For the flimsy fiction of “the war on terror,” produced by the Bush regime in cooperation with the obedient media, funded by Boeing and other corporations, has all but displaced what until Sept. 11 was recognizable as common reality. The old Wittgensteinian thought that “The world is facts in logical space” has been transformed into the Bushian “The world is claims in faith-based space.” Bush and his cronies are the rich people’s postmodernists: Reality is negotiable, except the negotiations take place in the remote domain of the political and corporate elites; the truth of a statement is measured by its deniability; and the purpose of language is to defer indefinitely meaning and, therefore, understanding.

The question for all writers, the homecoming ones included, is how to deal with the social and cultural situation dominated by the perversely postmodern Bushist ideology.

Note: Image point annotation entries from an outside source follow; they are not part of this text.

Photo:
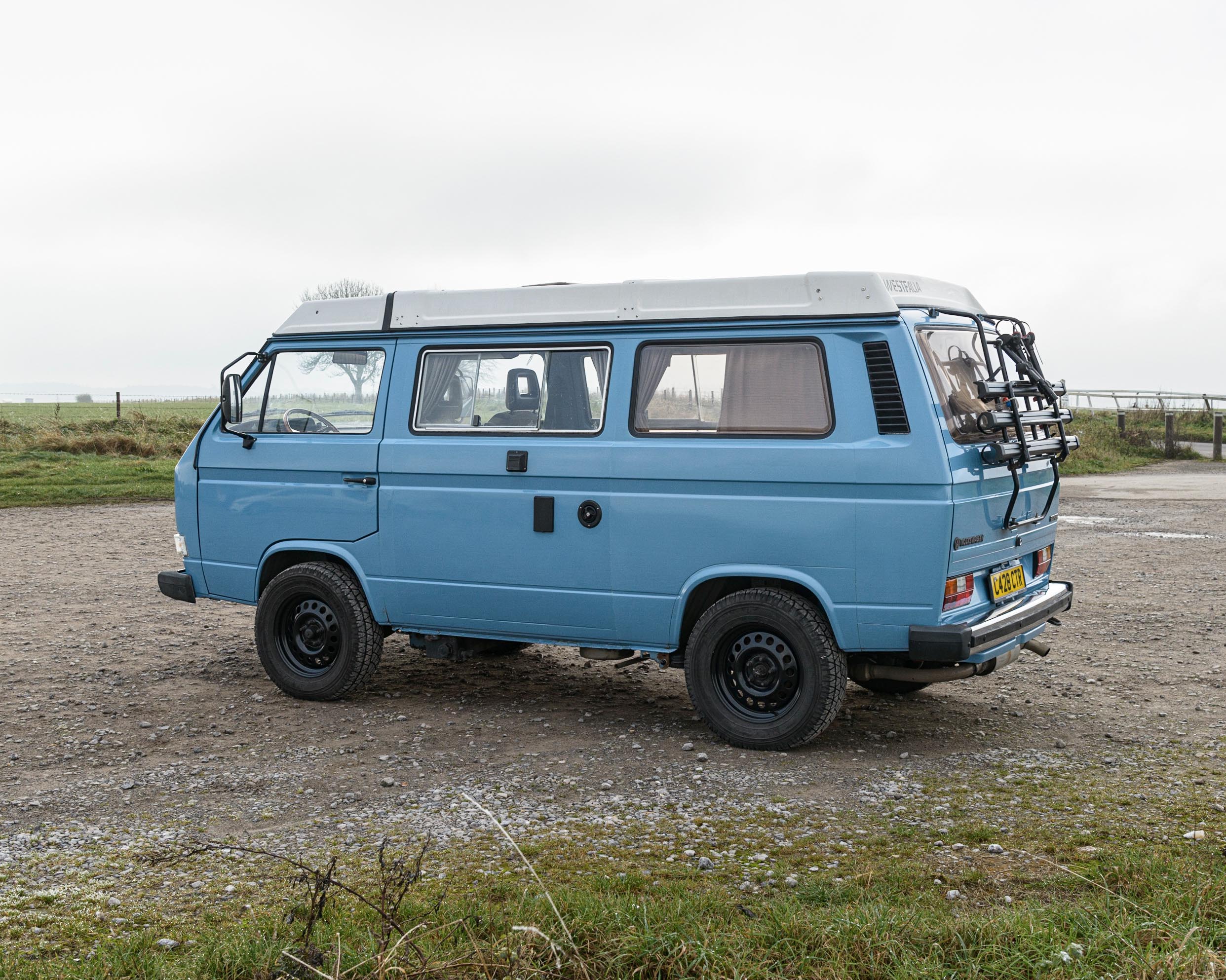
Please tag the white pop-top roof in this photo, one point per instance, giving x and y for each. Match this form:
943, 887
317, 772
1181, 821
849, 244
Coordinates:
808, 296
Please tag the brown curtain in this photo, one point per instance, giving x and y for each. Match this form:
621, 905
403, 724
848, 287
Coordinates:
439, 372
774, 389
652, 364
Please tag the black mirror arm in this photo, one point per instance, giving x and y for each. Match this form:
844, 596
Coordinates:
248, 439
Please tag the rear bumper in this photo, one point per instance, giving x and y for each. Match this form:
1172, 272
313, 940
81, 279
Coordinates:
177, 586
960, 641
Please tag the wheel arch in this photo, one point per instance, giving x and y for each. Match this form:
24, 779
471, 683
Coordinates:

Its operations make the world, America, and the life of every human being more unreal and fictitious by the day, so plain old literary fiction, versed in the business of producing or deconstructing realities, is going to have to do some work. Contemporary fiction has to develop new models to access, dismantle, and reassemble the fictional world of the Bushed America and thus reinsert facts back into our logical space. It has to excavate true human experience from under the debris of Operations Enduring Freedom and American Victimhood. It needs to restore the belief in the power of nonnegotiable human truth and so create home-in-language for those who are dead or lost in lies. A different Operation Homecoming is ahead of us. American fiction is going to have to reclaim American reality.